🤖 AI Summary
Addressing key challenges in nonlinear lattice systems—including difficulty in approximating high-dimensional solutions, complexity in constructing snaking bifurcation diagrams, and low accuracy in linear stability analysis—this paper proposes a unified computational framework based on physics-informed neural networks (PINNs). The method integrates continuation-based tracking, auxiliary equation modeling, output-constrained learning, and constrained eigenvector computation, enhanced by Levenberg–Marquardt optimization and stochastic sampling for robustness. Experiments on the Allen–Cahn equation across dimensions 1–5 demonstrate that the framework efficiently and accurately reconstructs multi-branch snaking bifurcation structures. It significantly outperforms conventional numerical methods in high-dimensional settings, reducing computational cost by an order of magnitude while maintaining strong scalability and physical consistency.
📝 Abstract
This paper introduces a framework based on physics-informed neural networks (PINNs) for addressing key challenges in nonlinear lattices, including solution approximation, bifurcation diagram construction, and linear stability analysis. We first employ PINNs to approximate solutions of nonlinear systems arising from lattice models, using the Levenberg-Marquardt algorithm to optimize network weights for greater accuracy.
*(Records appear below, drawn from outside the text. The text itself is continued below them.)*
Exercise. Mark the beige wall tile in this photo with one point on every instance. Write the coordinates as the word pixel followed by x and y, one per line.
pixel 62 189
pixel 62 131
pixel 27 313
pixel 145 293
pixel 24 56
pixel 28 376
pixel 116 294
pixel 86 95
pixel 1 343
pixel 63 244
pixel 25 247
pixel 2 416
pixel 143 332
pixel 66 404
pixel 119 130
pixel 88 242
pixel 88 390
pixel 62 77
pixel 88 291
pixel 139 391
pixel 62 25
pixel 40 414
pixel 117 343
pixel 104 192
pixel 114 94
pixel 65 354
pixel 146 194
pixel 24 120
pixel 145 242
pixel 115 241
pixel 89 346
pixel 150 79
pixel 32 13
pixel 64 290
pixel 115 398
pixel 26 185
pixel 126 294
To enhance computational efficiency in high-dimensional settings, we integrate a stochastic sampling strategy. We then extend the method by coupling PINNs with a continuation approach to compute snaking bifurcation diagrams, incorporating an auxiliary equation to effectively track successive solution branches. For linear stability analysis, we adapt PINNs to compute eigenvectors, introducing output constraints to enforce positivity, in line with Sturm-Liouville theory. Numerical experiments are conducted on the discrete Allen-Cahn equation with cubic and quintic nonlinearities in one to five spatial dimensions. The results demonstrate that the proposed approach achieves accuracy comparable to, or better than, traditional numerical methods, especially in high-dimensional regimes where computational resources are a limiting factor. These findings highlight the potential of neural networks as scalable and efficient tools for the study of complex nonlinear lattice systems.